Toen mijn ouders verhuisden naar Baarn is het echt begonnen. Daarvoor was ik ook al geboeid door vogels, maar toch anders, meer in het algemeen als vliegende medewezens. We woonden in Den Haag op loopafstand van haven en strand, dus vogels waren voor mij vooral meeuwen. Ze zweefden boven ons als we – mijn ouders, drie broers en hondje – rond ons tentje genoten van zee en zand. Tegen de avond landde er een vlakbij. Dan begon het spel tussen meeuw en mens. Inzet was een stukje brood dat de meeuw wilde, maar de jongen pas gaf als de meeuw zo dichtbij mogelijk was.
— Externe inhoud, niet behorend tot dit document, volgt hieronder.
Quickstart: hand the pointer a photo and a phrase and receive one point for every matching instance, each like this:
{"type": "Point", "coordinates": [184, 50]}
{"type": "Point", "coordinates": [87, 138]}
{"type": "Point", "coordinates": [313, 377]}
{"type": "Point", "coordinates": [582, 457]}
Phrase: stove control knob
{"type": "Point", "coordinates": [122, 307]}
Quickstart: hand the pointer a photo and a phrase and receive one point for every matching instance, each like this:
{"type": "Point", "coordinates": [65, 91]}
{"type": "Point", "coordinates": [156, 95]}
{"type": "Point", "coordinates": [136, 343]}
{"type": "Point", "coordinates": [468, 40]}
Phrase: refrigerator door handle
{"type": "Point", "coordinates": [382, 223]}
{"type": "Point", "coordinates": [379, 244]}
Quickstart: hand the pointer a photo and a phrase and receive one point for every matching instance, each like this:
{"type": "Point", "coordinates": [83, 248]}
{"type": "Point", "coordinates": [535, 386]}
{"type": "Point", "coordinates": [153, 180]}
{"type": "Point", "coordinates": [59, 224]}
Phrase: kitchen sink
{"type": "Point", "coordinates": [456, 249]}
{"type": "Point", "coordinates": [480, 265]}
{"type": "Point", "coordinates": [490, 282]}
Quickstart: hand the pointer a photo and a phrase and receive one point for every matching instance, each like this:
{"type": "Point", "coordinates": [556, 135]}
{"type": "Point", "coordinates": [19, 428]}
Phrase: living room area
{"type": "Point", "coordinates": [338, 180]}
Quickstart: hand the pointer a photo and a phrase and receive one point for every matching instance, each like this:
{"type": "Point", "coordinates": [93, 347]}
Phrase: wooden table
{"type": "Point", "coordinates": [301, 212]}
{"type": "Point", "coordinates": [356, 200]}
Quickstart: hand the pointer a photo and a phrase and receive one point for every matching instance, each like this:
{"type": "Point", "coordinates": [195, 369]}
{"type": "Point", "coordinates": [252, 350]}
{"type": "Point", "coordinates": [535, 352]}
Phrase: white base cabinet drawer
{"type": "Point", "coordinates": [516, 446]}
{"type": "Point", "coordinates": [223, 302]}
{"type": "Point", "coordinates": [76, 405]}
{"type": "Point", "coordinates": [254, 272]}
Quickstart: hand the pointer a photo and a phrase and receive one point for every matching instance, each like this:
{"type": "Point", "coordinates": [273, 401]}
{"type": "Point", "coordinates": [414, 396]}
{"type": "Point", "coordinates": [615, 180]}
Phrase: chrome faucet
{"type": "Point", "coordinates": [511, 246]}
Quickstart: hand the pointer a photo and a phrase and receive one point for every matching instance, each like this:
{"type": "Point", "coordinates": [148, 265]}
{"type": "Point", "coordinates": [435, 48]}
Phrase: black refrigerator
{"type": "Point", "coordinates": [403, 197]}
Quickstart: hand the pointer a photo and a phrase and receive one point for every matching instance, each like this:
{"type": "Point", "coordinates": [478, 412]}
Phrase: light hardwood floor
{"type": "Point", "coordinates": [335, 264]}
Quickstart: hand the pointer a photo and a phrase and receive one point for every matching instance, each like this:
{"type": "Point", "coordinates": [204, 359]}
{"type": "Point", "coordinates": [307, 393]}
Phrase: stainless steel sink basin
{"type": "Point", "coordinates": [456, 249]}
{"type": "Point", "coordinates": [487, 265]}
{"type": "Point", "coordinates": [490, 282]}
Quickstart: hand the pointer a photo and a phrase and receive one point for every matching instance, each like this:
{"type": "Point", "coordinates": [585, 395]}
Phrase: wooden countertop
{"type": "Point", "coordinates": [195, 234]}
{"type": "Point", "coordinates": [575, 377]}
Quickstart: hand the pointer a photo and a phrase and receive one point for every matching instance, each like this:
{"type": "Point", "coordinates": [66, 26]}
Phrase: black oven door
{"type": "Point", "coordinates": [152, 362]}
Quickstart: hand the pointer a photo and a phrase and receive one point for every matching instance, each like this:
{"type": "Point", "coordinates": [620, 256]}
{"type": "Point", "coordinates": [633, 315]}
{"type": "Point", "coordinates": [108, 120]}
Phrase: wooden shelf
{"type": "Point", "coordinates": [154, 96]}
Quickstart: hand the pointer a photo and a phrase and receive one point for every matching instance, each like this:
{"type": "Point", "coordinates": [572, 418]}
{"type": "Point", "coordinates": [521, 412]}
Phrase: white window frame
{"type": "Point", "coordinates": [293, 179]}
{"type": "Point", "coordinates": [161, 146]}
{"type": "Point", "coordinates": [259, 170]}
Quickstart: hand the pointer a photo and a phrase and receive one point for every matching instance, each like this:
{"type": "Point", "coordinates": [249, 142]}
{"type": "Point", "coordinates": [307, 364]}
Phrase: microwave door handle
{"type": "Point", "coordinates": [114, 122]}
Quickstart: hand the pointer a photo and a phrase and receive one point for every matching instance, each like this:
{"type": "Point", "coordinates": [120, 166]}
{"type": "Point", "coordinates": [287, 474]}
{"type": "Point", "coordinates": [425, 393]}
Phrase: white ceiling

Er waren wel andere vogelsoorten, maar in ons stadstuintje bleef het bij duiven en een huismus. Niet vaak, want ons tuintje was door het jongensspel vakkundig omgeploegd tot een woestijn. Helaas had menig ontmoeting een ongelukkige aanleiding. Houtduif vloog tegen raam of auto en werd dan door mijn vader in een doos gelegd en verzorgd. Nog steeds voel ik de spanning en het medelijden als ik voorzichtig over de rand van het karton gluur naar de gekwetste duif. Ondanks bakjes vers water tweemaal daags, in melk gedoopt brood dat uit onze mond werd gevoerd, legden de meeste duiven het loodje. Ik werd wakker – stap, stap, stap naar doos. Drama – duif levenloos.

Op 4 augustus 1962 werken alle pas verhuisde gezinsleden in de grote boomrijke tuin achter ons nieuwe huis in Baarn. Mijn moeder zet haar vinger tegen de lip. Haar hand duwt een sparrentak weg. Daar zit een merelvrouw op een nestje. Ze kijkt me aan met glanzende brutale oogjes. Kijken mag even, maar laat me wel met rust, zegt merelvrouw met die dappere blik.

Ik heb het grote geluk in de zesde klas van de Lagere School les te krijgen van meester Poorter. Hij neemt me op zaterdag mee de Eempolder in. Samen de dijk opkruipen, over de rand turen naar de uiterwaarden. ‘Dáár, daar zie je ze’, fluistert hij. ‘Baltsende kemphanen’. Wonderlijke dansen voeren de kemphanen op. En ze zien er allemaal verschillend uit met unieke bonte kragen. Er zijn ook satellietmannetjes met witte kragen. Meester Poorter legt me hun tactiek uit, maar omdat ik ogen te kort kom leen ik hem mijn oren niet. De interesse echter is gewekt en later lees ik na hoe de witte haantjes het aanpakken. Ze zwermen als satellietjes rond de succesvolle kleurrijke haantjes. In ruil voor het wegjagen van concurrerende mannetjes worden ze door hen gedoogd. Als de succeshaantjes aan hun trekken zijn gekomen kunnen de satellietmannetjes paren met hun hennetjes. Iedereen tevreden.

Op mijn twaalfde begin ik met het beschrijven van mijn waarnemingen over vogels. Op het schutblad van het notitieboekje uit 1965 schrijf ik: In dit zakboekje neem ik waarnemingen op die ik van enig ornithologisch belang acht voor mij.

Op maandag 16 september 1968 noteer ik: Om 10 uur Notenkraker (!) gezien in Baarn op de Vondellaan bij de spoorweg. Bewolkt weer. Heb slechts een glimp kunnen opvangen want moest naar school op fiets. Nieuwe soort.

Dat jaar en het jaar daarop volgden nog vele waarnemingen van notenkrakers. En ik denk er nog vaak aan terug, want daarna zag ik ze niet meer in ons land. Maar er komt ongetwijfeld weer een nieuwe dag waarop ik zijn verschijning mag noteren, want nog steeds houd ik mijn notitieboekje bij.